家庭用心電計に関しては昨年ステートメントを学会誌に発表した。さらに英文にしたものを『Journal of Arrhythmia』、『Circulation Journal』に掲載し、アナウンスした。現在まだそれの
検証までは行っておらず、経過を見ている最中である。次のステップをどうするかはまだ十分な検討を行なっていない。


20.第18号議案 大規模臨床試験報告

a)J-RHYTHM、J-RHYTHMⅡ

井上議長より以下のとおり報告された。
J-RHYTHMは発表後1年半が経過した。
J-RHYTHMⅡは、目標は400であったが、300を少し超えたところで一応終了とする。来年の9月まで最後の患者を1年間フォローしたうえで解析をする予定である。

b)NIPPON

相澤理事より以下の通り報告された。
20例に登録が足りておらず苦戦している。委員会で対策を講じたい。

c)抗凝固療法(J-RHYTHM Registry)

奥村理事より以下のとおり報告された。
「心房細動例における心原性塞栓症予防のためのワルファリン療法の実態と至適PT-INR治療域の確立に関する多施設共同研究(J-RHYTHM Registry)」を行なうよう進めている。
全国を10地区に分割し、各地区に責任医師を置き参加施設を募る。
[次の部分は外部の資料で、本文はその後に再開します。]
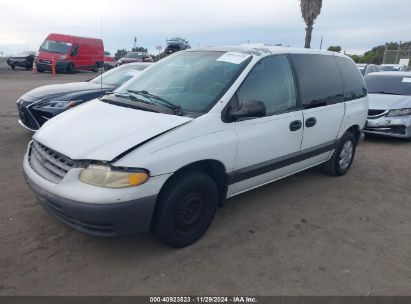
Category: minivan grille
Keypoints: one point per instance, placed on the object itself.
(50, 164)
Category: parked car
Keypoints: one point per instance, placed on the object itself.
(394, 68)
(368, 68)
(39, 105)
(70, 53)
(163, 151)
(176, 44)
(135, 57)
(390, 104)
(24, 60)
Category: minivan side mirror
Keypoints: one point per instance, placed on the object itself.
(74, 51)
(249, 109)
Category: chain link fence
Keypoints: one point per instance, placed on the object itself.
(394, 56)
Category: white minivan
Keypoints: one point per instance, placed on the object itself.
(164, 150)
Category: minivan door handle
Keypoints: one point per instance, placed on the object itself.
(296, 125)
(310, 122)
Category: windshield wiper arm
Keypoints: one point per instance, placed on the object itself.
(176, 108)
(132, 97)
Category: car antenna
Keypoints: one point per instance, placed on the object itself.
(101, 72)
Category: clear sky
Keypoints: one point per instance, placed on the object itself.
(356, 25)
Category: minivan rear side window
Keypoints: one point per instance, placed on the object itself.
(319, 79)
(270, 81)
(354, 85)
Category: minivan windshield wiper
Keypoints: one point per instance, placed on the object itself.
(169, 104)
(383, 92)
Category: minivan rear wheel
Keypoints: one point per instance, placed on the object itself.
(185, 209)
(343, 156)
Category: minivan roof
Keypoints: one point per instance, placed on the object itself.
(263, 50)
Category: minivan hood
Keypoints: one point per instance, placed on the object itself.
(48, 91)
(100, 131)
(389, 102)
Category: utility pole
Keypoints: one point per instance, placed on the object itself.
(397, 58)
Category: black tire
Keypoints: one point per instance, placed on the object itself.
(70, 68)
(185, 209)
(334, 166)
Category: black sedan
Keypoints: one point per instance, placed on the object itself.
(39, 105)
(24, 60)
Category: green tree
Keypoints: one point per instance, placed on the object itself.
(310, 10)
(334, 48)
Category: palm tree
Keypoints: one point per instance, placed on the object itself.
(310, 9)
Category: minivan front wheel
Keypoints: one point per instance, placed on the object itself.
(185, 209)
(343, 156)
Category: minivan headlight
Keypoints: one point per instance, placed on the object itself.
(399, 112)
(108, 177)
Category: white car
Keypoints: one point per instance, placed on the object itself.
(168, 147)
(390, 104)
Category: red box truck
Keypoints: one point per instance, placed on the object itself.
(70, 53)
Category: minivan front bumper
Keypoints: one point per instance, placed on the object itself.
(396, 126)
(90, 213)
(61, 66)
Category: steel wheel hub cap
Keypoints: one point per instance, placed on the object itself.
(346, 154)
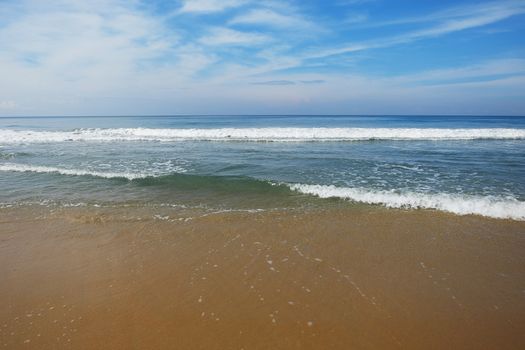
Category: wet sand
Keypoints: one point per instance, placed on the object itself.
(320, 279)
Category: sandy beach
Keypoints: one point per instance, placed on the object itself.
(365, 278)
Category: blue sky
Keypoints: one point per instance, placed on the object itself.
(114, 57)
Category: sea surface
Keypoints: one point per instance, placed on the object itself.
(461, 165)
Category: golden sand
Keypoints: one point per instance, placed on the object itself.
(325, 279)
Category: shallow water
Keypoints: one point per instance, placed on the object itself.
(463, 165)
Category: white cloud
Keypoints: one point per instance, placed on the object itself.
(7, 105)
(454, 21)
(226, 36)
(209, 6)
(268, 17)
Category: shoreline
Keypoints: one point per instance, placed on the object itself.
(324, 278)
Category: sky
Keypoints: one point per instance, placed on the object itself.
(170, 57)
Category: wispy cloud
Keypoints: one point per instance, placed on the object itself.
(226, 36)
(450, 21)
(243, 56)
(269, 17)
(209, 6)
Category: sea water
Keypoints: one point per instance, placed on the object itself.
(462, 165)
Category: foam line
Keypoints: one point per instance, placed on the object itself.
(501, 208)
(8, 136)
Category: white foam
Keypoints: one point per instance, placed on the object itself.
(501, 208)
(75, 172)
(8, 136)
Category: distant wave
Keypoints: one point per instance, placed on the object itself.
(75, 172)
(494, 207)
(8, 136)
(457, 204)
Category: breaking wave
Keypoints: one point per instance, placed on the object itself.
(258, 134)
(501, 208)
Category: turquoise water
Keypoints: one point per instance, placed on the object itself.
(463, 165)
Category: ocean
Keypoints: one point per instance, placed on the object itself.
(464, 165)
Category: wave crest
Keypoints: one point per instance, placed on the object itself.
(258, 134)
(458, 204)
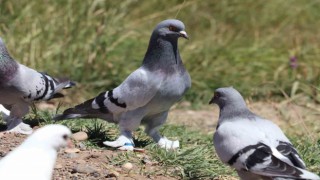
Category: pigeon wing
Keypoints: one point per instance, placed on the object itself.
(35, 86)
(136, 91)
(260, 159)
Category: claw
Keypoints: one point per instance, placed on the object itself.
(168, 144)
(122, 141)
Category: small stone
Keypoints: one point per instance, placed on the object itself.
(86, 169)
(146, 160)
(114, 174)
(80, 136)
(58, 166)
(71, 155)
(72, 150)
(127, 166)
(81, 146)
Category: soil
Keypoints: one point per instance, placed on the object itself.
(99, 164)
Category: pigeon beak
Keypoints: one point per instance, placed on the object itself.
(69, 143)
(184, 34)
(211, 101)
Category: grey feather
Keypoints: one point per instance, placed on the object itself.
(20, 86)
(252, 144)
(153, 88)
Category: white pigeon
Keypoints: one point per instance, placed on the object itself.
(147, 94)
(20, 86)
(255, 147)
(35, 158)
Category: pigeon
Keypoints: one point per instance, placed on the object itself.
(147, 94)
(36, 156)
(20, 86)
(255, 147)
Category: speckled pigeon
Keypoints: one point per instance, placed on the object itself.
(147, 94)
(36, 156)
(255, 147)
(20, 86)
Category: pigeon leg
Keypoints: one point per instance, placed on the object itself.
(5, 112)
(124, 141)
(14, 120)
(245, 175)
(152, 127)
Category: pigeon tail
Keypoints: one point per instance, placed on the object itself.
(83, 110)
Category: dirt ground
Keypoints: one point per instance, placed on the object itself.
(99, 164)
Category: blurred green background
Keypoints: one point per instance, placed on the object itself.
(246, 44)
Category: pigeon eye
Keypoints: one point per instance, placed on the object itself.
(172, 28)
(65, 137)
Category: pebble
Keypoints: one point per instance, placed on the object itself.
(80, 136)
(127, 166)
(58, 166)
(71, 155)
(86, 169)
(147, 161)
(72, 150)
(81, 146)
(114, 174)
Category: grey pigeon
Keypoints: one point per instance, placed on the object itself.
(147, 94)
(255, 147)
(20, 86)
(36, 156)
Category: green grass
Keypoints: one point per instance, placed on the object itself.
(246, 44)
(195, 159)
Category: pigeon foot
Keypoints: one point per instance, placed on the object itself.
(123, 142)
(168, 144)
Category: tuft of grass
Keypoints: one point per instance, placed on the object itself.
(244, 44)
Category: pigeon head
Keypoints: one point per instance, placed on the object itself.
(54, 136)
(227, 96)
(170, 29)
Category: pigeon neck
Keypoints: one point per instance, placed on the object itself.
(232, 111)
(8, 66)
(162, 54)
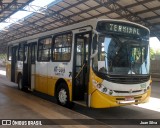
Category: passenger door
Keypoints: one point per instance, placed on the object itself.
(29, 64)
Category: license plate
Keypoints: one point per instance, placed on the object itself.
(129, 98)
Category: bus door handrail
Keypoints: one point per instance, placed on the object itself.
(80, 70)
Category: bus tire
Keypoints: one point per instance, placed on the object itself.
(62, 95)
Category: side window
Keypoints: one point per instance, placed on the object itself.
(44, 48)
(9, 53)
(62, 47)
(20, 52)
(33, 53)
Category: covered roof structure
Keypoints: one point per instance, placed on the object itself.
(65, 12)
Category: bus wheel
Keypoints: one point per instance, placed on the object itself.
(62, 96)
(20, 86)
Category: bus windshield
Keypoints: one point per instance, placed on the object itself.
(121, 55)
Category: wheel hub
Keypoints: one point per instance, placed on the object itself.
(62, 96)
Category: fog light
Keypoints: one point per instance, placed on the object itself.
(104, 89)
(110, 92)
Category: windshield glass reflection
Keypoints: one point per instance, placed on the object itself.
(122, 55)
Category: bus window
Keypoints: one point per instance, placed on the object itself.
(33, 53)
(20, 52)
(44, 48)
(62, 47)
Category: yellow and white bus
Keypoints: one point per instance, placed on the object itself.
(100, 63)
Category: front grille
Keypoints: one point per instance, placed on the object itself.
(127, 91)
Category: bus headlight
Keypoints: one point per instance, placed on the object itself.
(102, 88)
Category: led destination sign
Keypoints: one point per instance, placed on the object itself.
(124, 29)
(121, 28)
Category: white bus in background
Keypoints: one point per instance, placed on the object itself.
(99, 63)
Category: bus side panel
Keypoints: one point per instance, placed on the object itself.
(41, 77)
(56, 71)
(8, 70)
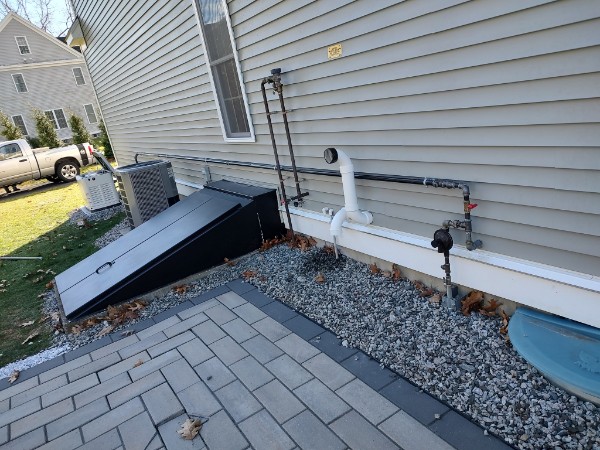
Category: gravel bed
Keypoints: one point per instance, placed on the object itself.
(462, 360)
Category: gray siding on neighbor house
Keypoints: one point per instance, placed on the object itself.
(503, 95)
(41, 48)
(49, 86)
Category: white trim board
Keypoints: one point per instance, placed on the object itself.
(68, 62)
(565, 293)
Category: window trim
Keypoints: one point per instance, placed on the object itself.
(252, 137)
(75, 76)
(24, 82)
(24, 124)
(87, 114)
(19, 47)
(55, 120)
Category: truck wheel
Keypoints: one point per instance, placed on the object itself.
(67, 171)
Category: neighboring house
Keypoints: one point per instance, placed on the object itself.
(503, 95)
(39, 71)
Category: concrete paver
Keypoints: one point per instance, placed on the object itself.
(253, 381)
(263, 432)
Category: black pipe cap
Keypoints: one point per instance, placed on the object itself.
(330, 155)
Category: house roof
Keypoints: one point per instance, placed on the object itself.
(14, 16)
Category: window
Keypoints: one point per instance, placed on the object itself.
(19, 122)
(89, 110)
(10, 151)
(23, 45)
(78, 74)
(224, 70)
(19, 82)
(57, 117)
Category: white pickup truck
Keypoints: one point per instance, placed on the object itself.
(19, 162)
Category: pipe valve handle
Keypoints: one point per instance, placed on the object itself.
(442, 240)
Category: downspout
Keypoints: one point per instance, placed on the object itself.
(350, 210)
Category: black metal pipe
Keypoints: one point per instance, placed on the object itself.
(278, 86)
(277, 164)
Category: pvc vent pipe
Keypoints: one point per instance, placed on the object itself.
(350, 210)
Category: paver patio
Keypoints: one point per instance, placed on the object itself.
(259, 374)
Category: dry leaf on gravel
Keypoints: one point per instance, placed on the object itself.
(472, 302)
(190, 428)
(30, 337)
(14, 376)
(105, 331)
(181, 289)
(247, 274)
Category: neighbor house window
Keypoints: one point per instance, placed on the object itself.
(78, 74)
(23, 45)
(19, 122)
(224, 70)
(19, 82)
(57, 117)
(89, 110)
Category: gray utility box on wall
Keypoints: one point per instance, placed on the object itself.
(146, 189)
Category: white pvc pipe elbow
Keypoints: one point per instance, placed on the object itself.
(350, 210)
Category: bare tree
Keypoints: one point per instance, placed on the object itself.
(38, 12)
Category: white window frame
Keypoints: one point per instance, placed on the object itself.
(252, 137)
(88, 115)
(24, 124)
(55, 121)
(82, 76)
(26, 43)
(24, 82)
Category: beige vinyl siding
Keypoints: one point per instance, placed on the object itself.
(503, 95)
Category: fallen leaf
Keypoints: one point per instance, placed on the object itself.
(30, 337)
(182, 289)
(472, 302)
(190, 428)
(105, 331)
(329, 249)
(14, 376)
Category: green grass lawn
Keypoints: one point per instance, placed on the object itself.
(36, 224)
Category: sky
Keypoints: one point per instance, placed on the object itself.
(59, 17)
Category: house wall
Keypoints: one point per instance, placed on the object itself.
(503, 95)
(41, 48)
(50, 84)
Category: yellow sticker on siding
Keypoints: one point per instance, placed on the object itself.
(334, 51)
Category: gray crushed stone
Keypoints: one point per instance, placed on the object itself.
(462, 360)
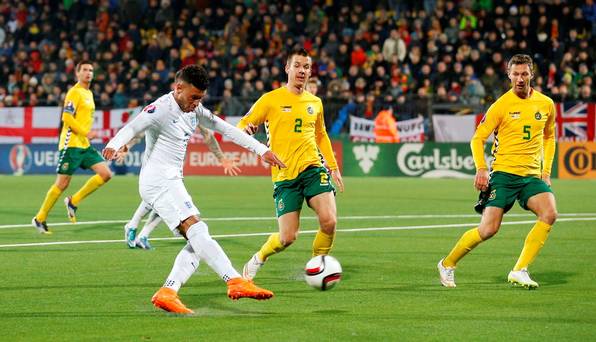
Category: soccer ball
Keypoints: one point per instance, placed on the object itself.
(322, 272)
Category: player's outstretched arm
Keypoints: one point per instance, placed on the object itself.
(229, 165)
(336, 175)
(273, 160)
(134, 128)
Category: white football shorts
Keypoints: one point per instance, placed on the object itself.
(171, 202)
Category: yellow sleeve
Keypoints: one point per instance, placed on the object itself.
(549, 141)
(71, 103)
(256, 115)
(487, 126)
(323, 141)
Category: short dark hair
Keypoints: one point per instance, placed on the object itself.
(195, 75)
(521, 59)
(81, 63)
(300, 51)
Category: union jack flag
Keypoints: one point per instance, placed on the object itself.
(575, 122)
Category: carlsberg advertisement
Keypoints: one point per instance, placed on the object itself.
(429, 160)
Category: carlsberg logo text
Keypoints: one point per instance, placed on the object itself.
(412, 163)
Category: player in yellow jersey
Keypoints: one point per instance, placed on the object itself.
(295, 126)
(75, 149)
(523, 121)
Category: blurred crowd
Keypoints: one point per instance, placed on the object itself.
(367, 52)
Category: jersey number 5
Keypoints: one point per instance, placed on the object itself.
(527, 132)
(298, 126)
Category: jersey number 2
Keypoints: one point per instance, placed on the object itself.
(298, 126)
(527, 132)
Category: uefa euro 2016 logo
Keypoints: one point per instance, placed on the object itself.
(20, 159)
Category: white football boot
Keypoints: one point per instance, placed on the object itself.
(522, 277)
(447, 274)
(250, 269)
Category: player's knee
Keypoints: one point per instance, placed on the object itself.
(62, 184)
(488, 231)
(199, 230)
(328, 224)
(106, 176)
(549, 216)
(288, 239)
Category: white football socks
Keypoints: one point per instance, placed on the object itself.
(185, 265)
(141, 211)
(153, 221)
(210, 251)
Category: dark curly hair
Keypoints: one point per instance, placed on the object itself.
(297, 51)
(195, 75)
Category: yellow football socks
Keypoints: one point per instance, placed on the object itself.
(48, 203)
(466, 243)
(322, 243)
(534, 242)
(272, 246)
(91, 185)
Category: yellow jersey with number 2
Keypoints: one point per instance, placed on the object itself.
(295, 128)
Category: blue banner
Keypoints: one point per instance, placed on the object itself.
(20, 159)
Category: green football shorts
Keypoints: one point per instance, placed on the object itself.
(290, 194)
(504, 188)
(73, 157)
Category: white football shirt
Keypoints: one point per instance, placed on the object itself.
(167, 132)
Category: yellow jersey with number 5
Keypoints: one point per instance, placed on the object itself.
(80, 105)
(295, 128)
(524, 130)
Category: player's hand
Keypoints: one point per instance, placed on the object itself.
(251, 129)
(230, 167)
(108, 153)
(481, 180)
(121, 154)
(273, 160)
(546, 178)
(92, 134)
(336, 175)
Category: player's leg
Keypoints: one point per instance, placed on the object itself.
(90, 159)
(39, 221)
(544, 206)
(324, 205)
(320, 196)
(489, 226)
(289, 224)
(175, 207)
(288, 203)
(185, 264)
(130, 228)
(501, 197)
(142, 240)
(197, 234)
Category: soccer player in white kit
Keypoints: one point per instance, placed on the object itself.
(169, 123)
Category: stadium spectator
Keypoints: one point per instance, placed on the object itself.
(386, 127)
(132, 40)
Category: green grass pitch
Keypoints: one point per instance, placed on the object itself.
(97, 289)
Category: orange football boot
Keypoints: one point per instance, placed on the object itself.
(242, 288)
(167, 299)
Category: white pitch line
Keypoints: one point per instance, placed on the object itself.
(346, 230)
(267, 218)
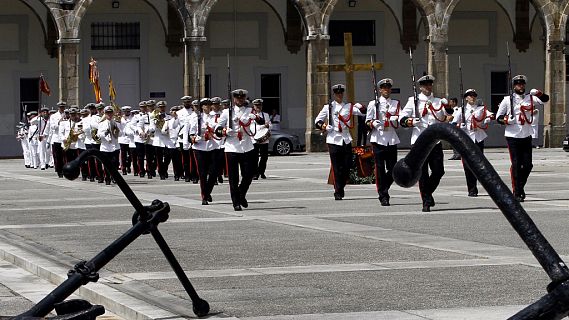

日本の人口比にほぼ比例して目標症例数を用意している。各施設で倫理委員会の承認を得た後に、早ければ来年1月ごろから開始したいと考えている。約3ヵ月間で連続登録し、2年間の経過観察を行うというのが目標である。


21.第19号議案 循環器関連健保対策協議会報告

杉理事より以下のとおり報告された。
平成20年度の診療報酬の改定申請は、加算平均心電図(LP)、ヘッドアップチルトについて行ってきた。4年間にわたり申請したが認められていない。


22.第20号議案 学術集会の準備状況について

a)第26回学術集会

堀江会長より以下のとおり報告された。
日本不整脈学会(鎌倉会長)と合同で2009年7月2日(木)~4日(土)に国立京都国際会館で行なう予定である。

b)第27回学術集会

犀川会長より以下のとおり報告された。
2010年10月8日(金)~9日(土)に大分全日空ホテルで行なう予定である。

c)第28回学術集会

井上議長より以下のとおり報告された。
第28回学術集会の会長選出については3月の理事会の席上で決めるという提案をしたい。28回というのは2011年になるが、秋に平岡先生が会長になり、Asian Pacific Heart Rhythm Society(APHRS)の学術集会を東京もしくは横浜で開催することが決定している。秋開催のため心電学会としてはAPHRSの学術集会と同時開催で行うことが会員にメリットがあると思われる。日本不整脈学会との合同開催について検討中である。


23.閉会の挨拶及び議長退任について

井上議長が議案全ての審議を終えたことを報告し、閉会及び議長退任の挨拶を行なった。